On ne manque jamais de s’arrêter devant les stalles du chœur, où un vieil artiste du quinzième siècle a retracé l’histoire des hommes et des femmes célèbres. Je n’y ai vu que des bustes engagés en demi-bosse dans un fond d’arabesques, avec des figures grandes comme nature, qui gardent le passage du premier au second rang. L’effet est étrange plutôt que beau.

L’hôtel de ville et la fontaine qui en décore la place méritent aussi une visite[1].

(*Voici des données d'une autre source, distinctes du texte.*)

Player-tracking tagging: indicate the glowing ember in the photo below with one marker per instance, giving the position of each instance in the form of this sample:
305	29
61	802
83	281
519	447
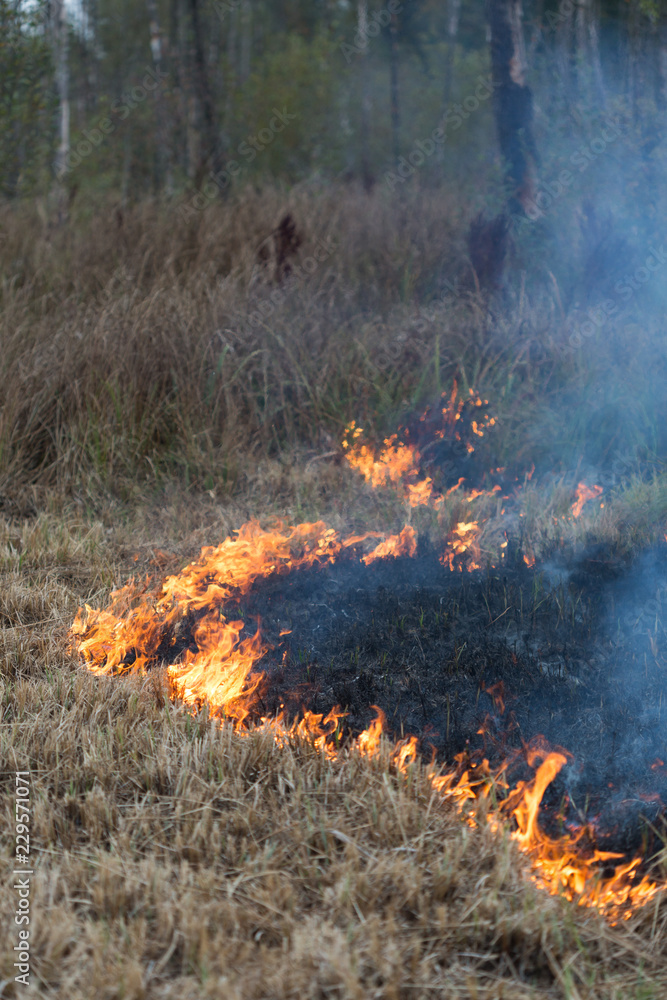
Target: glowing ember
462	541
584	494
404	544
215	667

Je vous ai dit déjà que le Danube, à Ulm, est encore fort modeste. De Donaueschingen à Sigmaringen sa vallée est gracieuse, parce qu’il court dans les montagnes et qu’on trouve sur ses bords fraîches prairies et vieilles ruines, belles forêts et roches croulantes. Mais il arrive à Ulm au travers d’un marais et en sort pour parcourir jusqu’au confluent de l’Abens un bassin tourmenté et cependant sans caractère où rien n’appellerait les regards si le voyageur, même le plus pacifique, n’aimait à visiter les lieux signalés par les grandes actions de nos pères. Notre sang a coulé tout le long de ces rives : à Tuttlingen, au-dessus d’Ulm, où Rantzau fut battu par Mercy en 1643 ; à Lauingen, où Turenne frappa un des derniers coups de la guerre de Trente ans ; à Höchstœdt, théâtre de deux victoires de Villars et de Moreau, mais aussi du grand désastre de 1704, qui nous chassa de l’Allemagne ; à Wertingen, à Gunzbourg, où Napoléon préluda à l’investissement d’Ulm dans sa merveilleuse campagne de 1805 ; à Elchingen enfin, où le plus

  1. L’hôtel de ville d’Ulm a été construit dans la seconde moitié du quatorzième siècle (vers 1370). Des fresques décoraient autrefois sa façade : on en voit encore quelques traces. La fontaine qui s’élève vis-à-vis, sur la place du Marché, et qu’on appelle Fischkasten, est, avec les stalles du chœur de la cathédrale, parmi les meilleures œuvres de Joerg Syrling ou Sturlem (1482).